ハチャトゥリアンの《ガヤネー》は、1939年に作った《幸福》というバレエ音楽を改作する形で1942年に発表されたバレエ音楽です。
この《ガヤネー》は、1957年にボリショイ劇場で上演するに当たって、大幅に改訂が施されたため、それが「ボリショイ版」として広く演奏されるようになりましたが、チェクナヴォリアンが演奏しているのは、1942年の原典版です。

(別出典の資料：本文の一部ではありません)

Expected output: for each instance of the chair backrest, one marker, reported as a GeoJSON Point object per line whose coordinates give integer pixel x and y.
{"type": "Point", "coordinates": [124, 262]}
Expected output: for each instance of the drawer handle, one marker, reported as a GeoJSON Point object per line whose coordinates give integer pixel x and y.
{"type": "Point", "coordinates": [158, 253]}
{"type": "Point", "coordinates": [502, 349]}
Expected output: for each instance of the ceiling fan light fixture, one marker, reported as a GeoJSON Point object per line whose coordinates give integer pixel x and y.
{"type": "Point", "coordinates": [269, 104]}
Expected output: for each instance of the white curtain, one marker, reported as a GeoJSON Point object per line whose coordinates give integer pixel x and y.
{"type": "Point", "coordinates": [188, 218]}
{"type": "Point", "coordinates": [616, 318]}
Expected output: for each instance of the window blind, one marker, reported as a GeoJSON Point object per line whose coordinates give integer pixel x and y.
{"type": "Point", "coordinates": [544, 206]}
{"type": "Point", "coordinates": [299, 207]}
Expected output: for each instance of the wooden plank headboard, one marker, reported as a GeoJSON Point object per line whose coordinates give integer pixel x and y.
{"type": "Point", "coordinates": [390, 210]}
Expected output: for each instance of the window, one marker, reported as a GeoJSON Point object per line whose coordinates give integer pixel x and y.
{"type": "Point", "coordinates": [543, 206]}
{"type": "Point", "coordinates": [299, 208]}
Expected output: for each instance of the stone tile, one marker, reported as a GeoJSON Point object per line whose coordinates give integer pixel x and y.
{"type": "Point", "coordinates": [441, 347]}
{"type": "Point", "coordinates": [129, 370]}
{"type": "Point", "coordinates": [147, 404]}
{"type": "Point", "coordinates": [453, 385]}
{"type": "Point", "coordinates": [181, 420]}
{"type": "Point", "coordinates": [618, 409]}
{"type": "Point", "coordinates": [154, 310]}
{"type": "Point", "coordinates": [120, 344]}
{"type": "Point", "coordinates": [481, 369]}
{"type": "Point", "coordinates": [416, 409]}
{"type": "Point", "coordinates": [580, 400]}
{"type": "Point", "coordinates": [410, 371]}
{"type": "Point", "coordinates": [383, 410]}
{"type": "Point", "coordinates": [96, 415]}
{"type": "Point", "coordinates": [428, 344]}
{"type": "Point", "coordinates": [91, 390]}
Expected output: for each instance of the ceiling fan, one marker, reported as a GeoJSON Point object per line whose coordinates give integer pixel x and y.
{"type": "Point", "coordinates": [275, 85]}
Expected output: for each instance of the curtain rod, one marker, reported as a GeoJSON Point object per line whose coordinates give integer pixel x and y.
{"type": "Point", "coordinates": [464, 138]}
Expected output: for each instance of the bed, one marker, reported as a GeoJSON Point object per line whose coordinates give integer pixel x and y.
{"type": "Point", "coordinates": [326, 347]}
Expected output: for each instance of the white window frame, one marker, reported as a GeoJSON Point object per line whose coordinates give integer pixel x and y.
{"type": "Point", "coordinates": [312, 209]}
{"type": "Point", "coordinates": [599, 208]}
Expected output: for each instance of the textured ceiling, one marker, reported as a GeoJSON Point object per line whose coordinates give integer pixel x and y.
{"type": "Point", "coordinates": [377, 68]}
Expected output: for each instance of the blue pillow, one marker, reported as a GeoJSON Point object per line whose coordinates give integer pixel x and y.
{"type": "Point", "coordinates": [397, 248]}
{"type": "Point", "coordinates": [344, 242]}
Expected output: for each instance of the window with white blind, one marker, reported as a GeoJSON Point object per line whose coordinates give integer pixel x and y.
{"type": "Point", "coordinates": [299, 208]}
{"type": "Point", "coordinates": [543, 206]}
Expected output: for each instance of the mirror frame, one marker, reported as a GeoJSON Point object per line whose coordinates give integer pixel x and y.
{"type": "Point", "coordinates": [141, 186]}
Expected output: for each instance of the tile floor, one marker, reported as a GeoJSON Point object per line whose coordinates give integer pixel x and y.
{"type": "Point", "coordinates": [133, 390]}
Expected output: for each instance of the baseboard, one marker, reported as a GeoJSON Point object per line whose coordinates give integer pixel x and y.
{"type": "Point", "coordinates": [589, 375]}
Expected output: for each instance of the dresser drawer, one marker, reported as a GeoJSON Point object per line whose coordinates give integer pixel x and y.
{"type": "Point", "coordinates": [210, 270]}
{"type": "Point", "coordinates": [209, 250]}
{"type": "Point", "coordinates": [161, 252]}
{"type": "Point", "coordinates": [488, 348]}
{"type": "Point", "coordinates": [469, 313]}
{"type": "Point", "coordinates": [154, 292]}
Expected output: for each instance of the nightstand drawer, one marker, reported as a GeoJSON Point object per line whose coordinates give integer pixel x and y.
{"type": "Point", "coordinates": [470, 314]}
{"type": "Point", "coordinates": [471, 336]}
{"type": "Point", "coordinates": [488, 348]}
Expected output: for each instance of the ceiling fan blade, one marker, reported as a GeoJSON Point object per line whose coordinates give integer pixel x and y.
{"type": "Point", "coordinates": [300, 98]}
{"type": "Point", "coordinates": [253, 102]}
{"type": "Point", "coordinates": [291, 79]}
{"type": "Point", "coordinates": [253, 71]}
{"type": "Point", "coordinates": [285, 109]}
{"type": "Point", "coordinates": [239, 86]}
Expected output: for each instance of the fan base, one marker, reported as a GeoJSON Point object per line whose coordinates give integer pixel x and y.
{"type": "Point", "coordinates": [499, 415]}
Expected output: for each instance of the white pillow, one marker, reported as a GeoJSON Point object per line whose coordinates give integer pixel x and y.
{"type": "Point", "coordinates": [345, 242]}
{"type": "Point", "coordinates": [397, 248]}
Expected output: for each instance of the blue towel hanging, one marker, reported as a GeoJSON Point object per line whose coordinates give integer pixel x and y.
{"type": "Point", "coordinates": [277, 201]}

1942年の原典版は、話の筋書きがボリショイ版に比べてロマンス色が薄く、労働省令のプロパガンダ色が強いものになっております。登場人物もボリショイ版に比べて少なく、それぞれの設定もかなり違っています。
原典版の筋書きは、大まかに以下の通りです。
アルメニアの国境近いコルホーズで、若い主婦のガイーヌ、父のオヴァネス、兄のアルメン、近所のヌネーとその恋人のカレンが住んでいる。彼らは国家から賞を受けるほどの模範的な労働者である。しかし、ガイーヌの旦那のギコだけは、飲んだくれの甲斐性なしで、コルホーズの人々から疎まれていた。
そこに国境警備隊の新任の隊長のカルサコフが赴任してくる。コルホーズの人たちはカルサコフを歓迎し、花束を贈呈しようとするが、ギコはその花束をひったくり、どこかへ行ってしまった。

自分の家に戻ったガイーヌは、ギコの行いを悲しみ、カーペット織りをしていた友人たちはガイーヌを慰めようとするが、そこにギコが帰ってきた。ガイーヌは別室に行き、幼い息子のリプシックを寝かしつける。しかし、その時、ギコは、家に入ってきた密輸入者たちと密会をし、横領した金を持って高跳びをする算段を練っていた。計画によれば、このコルホーズの綿花の倉庫に火をつけて、そのどさくさにまぎれて逃げようという算段である。
一連の話を聞いてしまったガイーヌは、ギコに改心するよう説得するが、逆にギコによって部屋に監禁されてしまう。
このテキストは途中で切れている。